Troubleshooting glow plug problems in your diesel engine is needed if the car refuses to start and has become low on pick up. Here are a few common glow plug problems and methods of troubleshooting them.
See which parts of the engine glow plug are easiest to access. Start with those that are the easiest to check and gradually move up to the more difficult or complicated parts. By working in this order you can perform the tests more easily and systematically.
Check the voltage of the engine glow plug. On turning the ignition to pre glow setting, the voltage reading must be positive for a few seconds at least. On getting a negative reading, check at the body of the car. Sometimes the reading fluctuates wildly but it is nothing to worry about. However, if there is no reading registered at the fuse, you need to repair the relay in the plug. In case the relay has voltage, check your battery.
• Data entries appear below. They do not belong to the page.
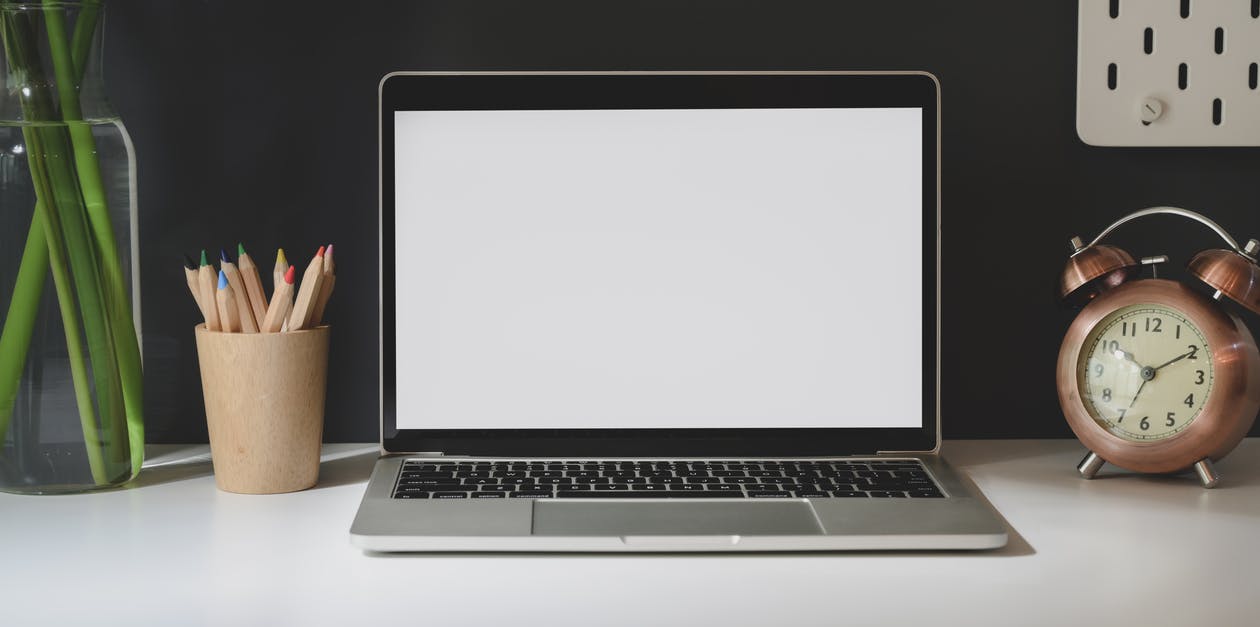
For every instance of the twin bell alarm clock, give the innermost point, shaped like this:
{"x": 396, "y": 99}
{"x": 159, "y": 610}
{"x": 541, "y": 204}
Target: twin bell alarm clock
{"x": 1154, "y": 375}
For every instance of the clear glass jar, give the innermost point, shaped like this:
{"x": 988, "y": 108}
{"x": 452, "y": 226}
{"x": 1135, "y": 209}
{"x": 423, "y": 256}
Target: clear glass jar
{"x": 71, "y": 387}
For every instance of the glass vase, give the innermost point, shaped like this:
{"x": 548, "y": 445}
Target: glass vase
{"x": 71, "y": 389}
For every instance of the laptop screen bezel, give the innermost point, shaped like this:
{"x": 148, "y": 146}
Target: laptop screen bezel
{"x": 452, "y": 91}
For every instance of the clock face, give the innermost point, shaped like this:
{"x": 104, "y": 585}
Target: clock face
{"x": 1144, "y": 372}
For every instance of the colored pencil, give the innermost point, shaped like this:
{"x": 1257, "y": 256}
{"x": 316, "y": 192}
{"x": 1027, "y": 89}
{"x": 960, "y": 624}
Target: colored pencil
{"x": 206, "y": 281}
{"x": 304, "y": 305}
{"x": 242, "y": 297}
{"x": 277, "y": 273}
{"x": 326, "y": 288}
{"x": 229, "y": 310}
{"x": 252, "y": 283}
{"x": 281, "y": 304}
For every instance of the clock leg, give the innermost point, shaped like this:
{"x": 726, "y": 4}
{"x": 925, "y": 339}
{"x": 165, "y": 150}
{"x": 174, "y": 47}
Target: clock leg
{"x": 1206, "y": 472}
{"x": 1090, "y": 465}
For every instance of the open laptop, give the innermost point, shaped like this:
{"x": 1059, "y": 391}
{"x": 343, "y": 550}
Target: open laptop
{"x": 662, "y": 311}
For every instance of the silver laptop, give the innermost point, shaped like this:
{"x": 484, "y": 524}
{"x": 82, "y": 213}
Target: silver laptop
{"x": 662, "y": 311}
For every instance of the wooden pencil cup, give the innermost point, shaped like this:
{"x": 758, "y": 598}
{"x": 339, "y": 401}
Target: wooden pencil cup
{"x": 263, "y": 407}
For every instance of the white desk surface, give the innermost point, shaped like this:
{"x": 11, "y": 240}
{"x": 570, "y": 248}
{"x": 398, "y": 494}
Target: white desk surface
{"x": 170, "y": 549}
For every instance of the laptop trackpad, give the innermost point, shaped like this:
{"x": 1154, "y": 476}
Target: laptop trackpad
{"x": 610, "y": 518}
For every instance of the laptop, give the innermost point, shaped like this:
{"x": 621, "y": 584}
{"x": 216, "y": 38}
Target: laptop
{"x": 647, "y": 311}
Test the engine glow plug for resistance. This must be taken after removing the strips on them. A reading that is less than 1 ohm is normal. All glow plugs must have uniform resistance. In case, any plug shows a high resistance reading, that must be replaced with a new one.
A simple way to check for bad glow plugs is to cycle glow plugs in the car thrice during the morning. The cylinder head shall heat up and become warm. In case you see that any part around the glow plug is not warm, those are the ones that need replacement.
Locate the wire connected to the temperature relay of the engine glow plug. It might have been disconnected and this might be the problem. Re-connect it in such a case. See if the glow plugs are receiving the required amount of power supply, by touching a tester to the plug. The tester bulb lighting up shows that it is in perfect condition.
Check that the plug relay is able to give off the power needed for starting the engine by checking the resistance of the circuit using the ohmmeter. A relay that is in working condition must show a reading between 50 to 120 ohms. A reading of less than 50 ohms is bad news.
Taking the relay socket, test each pin. Each must have a power supply and voltage, 30 needs to show battery voltage, while 50 should have power while the engine runs. Battery voltage must be seen in 85 and 86 must show power while the key is at the slot for pre glow. 87 must have direct power to glow plugs. The L part should show that there is power supplied to the LED of the dashboard. The plug temperature sender must be getting input from the head of the cylinder. If any of the conditions mentioned, differ in any part, the relay needs repair.
Connect a wire starting from the plug to the dashboard LED. If a click is heard and the light flickers on and then, off despite there being no power supply to the engine glow plug, the relay is surely not working properly. Make sure the plug’s fusible link is checked for nuts or wires that may have become loose. A loose part often causes the trouble in the relay.